Hike at a casual 2mph speed and you have 20 miles over a 10 hour span. If you need to go farther in a day just lighten up your pack enough to increase your pace a bit. Hiking lots of miles is less about speed and more about time.

Just remember that early spring, winter and late fall have less daylight hours. Try to make the most out of your day and be ready to go at sunrise.

You’ll Hike Less Miles in Tough Terrain

Make sure you factor in the weather and elevation gain into the equation. You won’t be able to maintain a 3mph pace hiking uphill and through rough terrain.

When hiking through mountainous terrain you’ll be lucky to hit 1-1.5 mph. Try to set realistic goals and remember that every trail is a little bit different. If the trail is rocky/icy/muddy where you’ll need to choose your steps carefully it’s gonna slow you down.
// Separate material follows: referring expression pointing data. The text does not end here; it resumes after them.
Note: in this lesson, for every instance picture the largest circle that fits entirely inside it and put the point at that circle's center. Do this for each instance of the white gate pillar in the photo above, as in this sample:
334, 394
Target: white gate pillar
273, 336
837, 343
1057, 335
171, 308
Tips to Hike Farther in a Day

  • Pack Light: With lightweight gear you’ll be able to hike farther, faster and with less strain on your body. Make sure you set a pack weight of less than 35 pounds if you’ll be hiking long distances. You’ll have to cut even more weight if you’re trying to hit the 30 miles per day mark.
  • Wake Up Early: You only have so many hours in the day. If you wake up right at sunrise you’ll have a lot more wiggle room. Getting 15-20 miles in a day is easy when you spread it over 10 hours. Just make sure you have all your gear organized and ready to go before bed so you can hit the trail bright and early.
  • Skip Breakfast: Have a quick snack when you wake up and hit the trail fast. Don’t spend a couple of hours in the morning making breakfast/coffee. Wait until you’re already on the trail for a few hours and take a nice long breakfast break. If you really need your morning caffeine boost bring along some caffeinated electrolyte tablets (On Amazon).
  • Take Lots of Breaks: To maintain your sanity over a 10 hour hike you’ll need to take lots of breaks. Take off your shoes, grab a quick snack, and kick back and relax for a bit. Personally I try to take a quick 10-minute break every hour or so. I might take 45 minutes to an hour around lunchtime, but I tend to get antsy.
  • Pace Yourself and Keep Track of Time: Make sure you keep track of time and distance traveled so you can adjust your pace throughout the day. Maintain a moderate hiking pace of 2-3 mph and slow down in difficult terrain. If you dip below the 2mph mark shorten your breaks. I’d rather skip lunch to make up a little time than increase my hiking pace on the trail.